Le sens de la puissance

      Pour asseoir ses intérêts nationaux, un Etat ou un groupe d'Etats va chercher à développer sa puissance. Arrêtons-nous un instant sur le sens de la puissance.

      Morgenthau, qui a développé le concept de réalisme politique pour donner un sens aux relations internationales, estime que la politique internationale, comme toute politique, est politique de puissance. Selon lui, « le contenu et la façon d'utiliser la puissance sont déterminés par l'environnement politique et culturel. La puissance peut inclure toute chose qui établit et maintient le contrôle de l'homme sur l'homme » 33 .

      Morgenthau estime que la puissance comprend ainsi l'ensemble des relations sociales qui convergent vers cet objectif, de la violence physique aux pressions psychologiques. La puissance, en somme, est « la domination de l'homme par l'homme ».

      Selon Max Weber, la puissance correspond à la capacité d'un Etat ou d'un groupe d'Etat de contrôler les actions d'autres Etats, voire de les influencer. Autrement dit, c'est la capacité de l'acteur A (Etat ou groupe d'Etats) d'obtenir la soumission à sa volonté, ou la conformité à ses ordres, de l'acteur B (Etat ou groupe d'Etats).

      La notion de « superpuissance » renvoie précisément à l'idée d'influence d'un Etat sur un ou plusieurs autres Etats. Ce fut la cas lors de l'équilibre de la terreur entre Moscou et Washington au moment de la guerre froide, et c'est le cas aujourd'hui avec la présence d'une seule superpuissance, les Etats-Unis.

      De son côté, Raymond Aron définit la puissance comme « la capacité d'une unité politique d'imposer sa volonté aux autres unités, de faire, produire ou détruire. En bref, la puissance politique n'est pas un absolu, mais une relation humaine » 34 . Il y a donc, selon le philosophe français, une relation dialectique entre commandement et obéissance. Et la puissance sur la scène internationale diffère de la puissance sur la scène intérieure, parce qu'elle n'a pas la même envergure, n'utilise pas les mêmes moyens, et ne s'exerce pas sur le même terrain.

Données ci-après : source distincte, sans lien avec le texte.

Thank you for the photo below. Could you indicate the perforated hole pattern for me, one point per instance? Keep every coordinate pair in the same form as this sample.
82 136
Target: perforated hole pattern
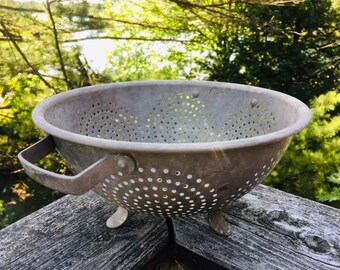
175 119
167 191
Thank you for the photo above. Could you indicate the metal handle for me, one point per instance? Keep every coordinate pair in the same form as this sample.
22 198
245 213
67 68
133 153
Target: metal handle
76 184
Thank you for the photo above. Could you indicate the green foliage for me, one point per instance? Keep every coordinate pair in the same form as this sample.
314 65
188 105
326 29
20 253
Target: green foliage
292 49
310 167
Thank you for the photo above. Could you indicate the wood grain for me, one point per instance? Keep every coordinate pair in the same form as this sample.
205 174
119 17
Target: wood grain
271 230
71 234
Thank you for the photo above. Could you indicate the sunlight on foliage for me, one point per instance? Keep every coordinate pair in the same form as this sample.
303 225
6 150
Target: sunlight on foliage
310 167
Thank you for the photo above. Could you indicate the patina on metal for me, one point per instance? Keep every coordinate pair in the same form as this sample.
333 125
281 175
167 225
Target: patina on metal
168 148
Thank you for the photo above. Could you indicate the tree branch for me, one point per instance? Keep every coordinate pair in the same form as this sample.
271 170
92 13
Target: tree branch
21 9
56 39
35 71
132 38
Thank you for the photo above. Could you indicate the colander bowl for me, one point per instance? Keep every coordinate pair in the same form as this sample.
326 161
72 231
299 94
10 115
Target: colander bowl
168 148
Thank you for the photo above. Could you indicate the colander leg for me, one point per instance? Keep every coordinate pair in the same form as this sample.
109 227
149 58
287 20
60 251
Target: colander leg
218 223
118 218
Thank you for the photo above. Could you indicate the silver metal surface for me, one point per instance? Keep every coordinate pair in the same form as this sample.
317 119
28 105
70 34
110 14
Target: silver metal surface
187 147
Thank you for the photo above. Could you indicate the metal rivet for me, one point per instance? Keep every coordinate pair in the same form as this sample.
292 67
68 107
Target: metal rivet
121 163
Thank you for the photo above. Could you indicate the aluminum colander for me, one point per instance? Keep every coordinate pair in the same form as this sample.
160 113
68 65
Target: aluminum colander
168 148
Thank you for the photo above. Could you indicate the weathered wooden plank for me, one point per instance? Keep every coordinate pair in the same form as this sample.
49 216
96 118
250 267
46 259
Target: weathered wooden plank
271 230
71 234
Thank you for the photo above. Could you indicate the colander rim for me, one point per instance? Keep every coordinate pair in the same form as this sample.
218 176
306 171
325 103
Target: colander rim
303 112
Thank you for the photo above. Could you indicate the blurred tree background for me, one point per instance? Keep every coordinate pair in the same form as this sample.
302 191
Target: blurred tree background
290 46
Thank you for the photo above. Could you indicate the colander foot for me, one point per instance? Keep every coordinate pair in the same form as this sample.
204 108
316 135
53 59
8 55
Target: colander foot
218 223
118 218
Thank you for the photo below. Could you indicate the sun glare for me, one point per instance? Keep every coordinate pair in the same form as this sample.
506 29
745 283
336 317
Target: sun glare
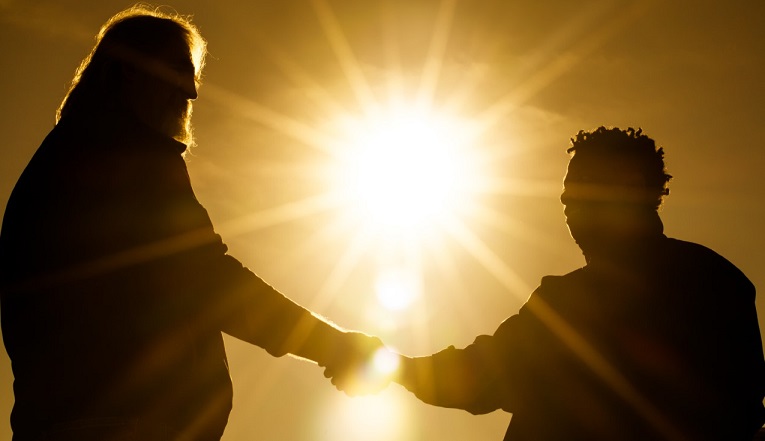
396 289
407 169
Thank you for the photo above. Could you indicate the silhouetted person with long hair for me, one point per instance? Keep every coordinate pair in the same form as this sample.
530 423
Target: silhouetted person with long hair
115 287
653 339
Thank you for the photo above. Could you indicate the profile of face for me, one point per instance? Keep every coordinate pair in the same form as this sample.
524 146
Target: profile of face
161 87
603 203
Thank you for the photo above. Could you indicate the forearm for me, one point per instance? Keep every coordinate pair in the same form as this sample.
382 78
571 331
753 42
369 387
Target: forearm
448 379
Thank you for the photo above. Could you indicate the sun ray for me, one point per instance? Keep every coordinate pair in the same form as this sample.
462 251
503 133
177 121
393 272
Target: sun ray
285 213
511 226
348 261
345 55
300 78
294 129
486 257
394 83
563 63
436 53
502 185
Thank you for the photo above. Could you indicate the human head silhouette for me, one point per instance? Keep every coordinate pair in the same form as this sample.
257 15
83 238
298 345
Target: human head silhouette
615 182
147 64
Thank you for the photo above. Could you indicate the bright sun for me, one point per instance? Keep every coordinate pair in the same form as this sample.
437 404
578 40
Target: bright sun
406 169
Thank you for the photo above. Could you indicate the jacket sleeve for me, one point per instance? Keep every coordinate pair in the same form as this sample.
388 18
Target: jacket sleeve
480 378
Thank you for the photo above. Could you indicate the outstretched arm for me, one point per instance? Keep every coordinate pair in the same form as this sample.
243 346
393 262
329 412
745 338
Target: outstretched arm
257 313
455 378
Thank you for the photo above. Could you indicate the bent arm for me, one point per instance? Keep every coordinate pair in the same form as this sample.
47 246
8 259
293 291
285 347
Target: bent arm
253 311
478 378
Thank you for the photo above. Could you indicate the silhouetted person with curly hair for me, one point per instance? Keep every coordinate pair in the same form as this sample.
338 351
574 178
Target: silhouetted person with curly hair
653 339
115 287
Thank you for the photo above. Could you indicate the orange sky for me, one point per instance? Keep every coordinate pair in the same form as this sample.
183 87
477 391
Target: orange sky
689 73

      Morgenthau a défini huit éléments de puissance d'un Etat :

  • géographie ;
  • ressources naturelles ;
  • capacité industrielle ;
  • état de préparation militaire ;
  • population ;
  • caractère national ;
  • moral national ;
  • et qualité de diplomatie.

      Selon Guido Fischer, il y aurait plutôt trois éléments généraux de définition de la puissance :

  • les facteurs politiques (position géographique, dimensions de l'Etat, nombre et densité de la population, habileté d'organisation et niveau culturel, types de frontières et attitudes des pays voisins) ;
  • les facteurs psychologiques (flexibilité économique et habileté d'invention, persévérance et capacité d'adaptation) ;
  • les facteurs économiques (fertilité du sol et richesses minérales, organisation industrielle et niveau technologique, développement du commerce et des transactions, force financière).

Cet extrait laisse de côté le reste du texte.